Pas facile toujours de partir sans idée préconçue, il y a parfois comme une envie d’écrire l’histoire avant l’histoire. Et pourtant à chaque instant peut se présenter l’inattendu. Alors…
Mais d’abord à l’habitude dompter le sac ; tant qu’il ne sera pas un minimum lesté, il jouera avec le vent. Je ne sais pas qui de moi ou de lui tourbillonne le plus, et il fait tout pour refuser ce que je lui propose. Pas longtemps, bientôt le poids est suffisant, le voilà calmé.
Ça souffle bien cet après-midi, alors, comme tous les ans à cette période, il neige en rose sur le quartier, et c’est magnifique de marcher caressé par les pétales des cerisiers du Japon.
Une équipe de cinéma se prépare à tourner un film dans une maison verte ; je leur demande, on ne sait jamais, s’il ne leur manque pas un comédien de mon âge ?
– Malheureusement non.
– Alors je continue ma balade. Bon travail.
Chaque nom de rue ou presque m’apprend un nouveau mot en néerlandais, que j’oublie presque aussitôt.
Mégot, mégot, capri-sun, carton, mégot, masque bien replié enroulé presque invisible, mégot, bouchon, mégot, masque bien replié… Là-haut dans l’arbre, un merle chante ce que seul un merle peut chanter, réinventant à chaque instant une nouvelle mélodie.
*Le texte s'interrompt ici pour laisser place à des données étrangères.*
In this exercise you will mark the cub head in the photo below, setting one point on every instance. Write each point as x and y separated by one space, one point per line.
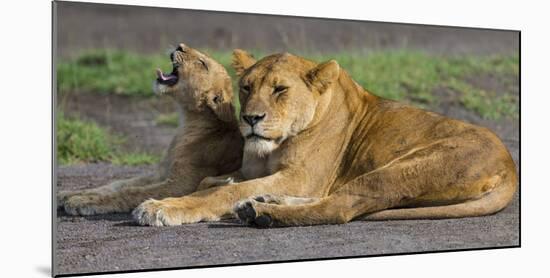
197 82
280 96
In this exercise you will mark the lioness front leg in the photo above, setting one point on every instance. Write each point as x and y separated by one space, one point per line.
215 203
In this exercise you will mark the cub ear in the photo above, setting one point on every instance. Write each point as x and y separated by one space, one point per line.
241 61
323 75
221 103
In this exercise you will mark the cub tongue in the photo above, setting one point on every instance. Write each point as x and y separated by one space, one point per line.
161 76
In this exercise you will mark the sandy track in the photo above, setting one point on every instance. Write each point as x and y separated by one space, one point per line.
114 242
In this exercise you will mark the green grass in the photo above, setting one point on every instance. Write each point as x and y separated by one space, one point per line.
403 75
168 119
80 141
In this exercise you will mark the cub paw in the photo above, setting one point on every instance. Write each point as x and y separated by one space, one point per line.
153 213
214 181
88 204
165 213
247 213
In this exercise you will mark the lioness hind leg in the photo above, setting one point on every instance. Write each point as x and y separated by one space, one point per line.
404 181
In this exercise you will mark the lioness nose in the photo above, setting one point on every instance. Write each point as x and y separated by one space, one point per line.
253 119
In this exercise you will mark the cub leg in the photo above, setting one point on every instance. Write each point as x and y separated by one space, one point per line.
232 178
114 186
122 200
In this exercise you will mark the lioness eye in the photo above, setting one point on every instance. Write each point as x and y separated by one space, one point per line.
279 89
203 64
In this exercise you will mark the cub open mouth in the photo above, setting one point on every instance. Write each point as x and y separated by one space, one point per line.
168 79
256 136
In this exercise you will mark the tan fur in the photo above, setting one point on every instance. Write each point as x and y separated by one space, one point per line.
208 143
331 152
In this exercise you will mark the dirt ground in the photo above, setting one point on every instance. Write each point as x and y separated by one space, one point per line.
113 242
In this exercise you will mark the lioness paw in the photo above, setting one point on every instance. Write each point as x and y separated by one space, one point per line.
246 212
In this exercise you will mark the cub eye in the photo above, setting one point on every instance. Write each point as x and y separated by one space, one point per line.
203 64
279 89
245 89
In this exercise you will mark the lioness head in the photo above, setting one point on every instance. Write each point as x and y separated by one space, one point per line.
280 96
197 82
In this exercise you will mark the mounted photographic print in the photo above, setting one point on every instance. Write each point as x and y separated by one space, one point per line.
187 138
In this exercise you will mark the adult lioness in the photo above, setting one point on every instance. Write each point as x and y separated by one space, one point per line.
333 152
208 144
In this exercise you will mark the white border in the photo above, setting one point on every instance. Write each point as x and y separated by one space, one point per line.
25 144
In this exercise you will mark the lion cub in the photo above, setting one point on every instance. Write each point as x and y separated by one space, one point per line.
208 144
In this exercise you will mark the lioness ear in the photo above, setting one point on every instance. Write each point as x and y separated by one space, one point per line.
323 75
241 61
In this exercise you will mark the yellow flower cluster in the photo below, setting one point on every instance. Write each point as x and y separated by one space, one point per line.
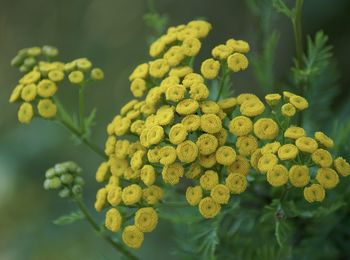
37 88
173 130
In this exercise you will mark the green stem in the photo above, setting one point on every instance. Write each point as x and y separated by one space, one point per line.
222 83
119 247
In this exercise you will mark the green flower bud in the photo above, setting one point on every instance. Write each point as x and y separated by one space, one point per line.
50 173
50 51
34 51
47 184
97 74
64 193
77 189
54 183
67 178
30 62
17 61
79 180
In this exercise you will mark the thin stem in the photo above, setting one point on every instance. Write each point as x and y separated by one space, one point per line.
119 247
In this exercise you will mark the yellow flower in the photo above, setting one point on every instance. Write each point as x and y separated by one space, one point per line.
270 148
266 129
246 145
294 132
288 152
25 113
158 68
324 140
273 99
131 194
101 196
211 123
175 93
246 97
46 88
16 93
191 46
241 166
76 77
187 107
167 155
210 68
194 171
252 108
194 195
191 122
207 161
101 172
202 27
29 92
132 236
165 115
187 151
277 176
56 75
153 155
237 183
306 144
255 157
114 196
47 108
299 102
209 208
172 173
138 87
237 62
225 155
220 194
174 55
209 107
299 175
177 134
322 158
152 195
209 180
180 71
342 166
141 71
118 166
267 162
221 52
199 91
97 74
191 79
113 220
327 177
31 77
146 219
238 45
227 103
314 193
288 110
241 126
155 134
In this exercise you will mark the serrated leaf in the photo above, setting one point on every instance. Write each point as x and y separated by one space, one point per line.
69 218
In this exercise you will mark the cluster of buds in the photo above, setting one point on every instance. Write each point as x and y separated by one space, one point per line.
66 178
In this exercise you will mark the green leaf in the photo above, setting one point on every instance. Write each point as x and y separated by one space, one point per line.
281 7
69 218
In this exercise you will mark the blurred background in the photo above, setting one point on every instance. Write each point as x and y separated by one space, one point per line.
114 35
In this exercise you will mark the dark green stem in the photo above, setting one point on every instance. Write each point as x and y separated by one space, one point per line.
119 247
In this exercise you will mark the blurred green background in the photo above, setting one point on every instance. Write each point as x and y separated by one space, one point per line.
113 34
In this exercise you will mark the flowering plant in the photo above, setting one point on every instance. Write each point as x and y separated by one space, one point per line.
184 136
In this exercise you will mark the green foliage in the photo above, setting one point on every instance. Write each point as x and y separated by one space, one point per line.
69 218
D’autres mélodies me parviennent au passage des autos, rap, classique, chanson… Pas de paroles ; je ne sais pas quelle heure il est (et peu m’importe), je sais seulement que ce n’est pas l’heure des informations.
Combien de temps met un collier de palette pour entrer dans un sac poubelle aux trois quarts plein ? Autant que le fût du canon pour se refroidir quand le coup est tiré.
J’ai fait une boucle aujourd’hui, de chez moi à chez moi ; j’abandonne mon sac au coin de ma rue ; il me reste vingt mètres à faire.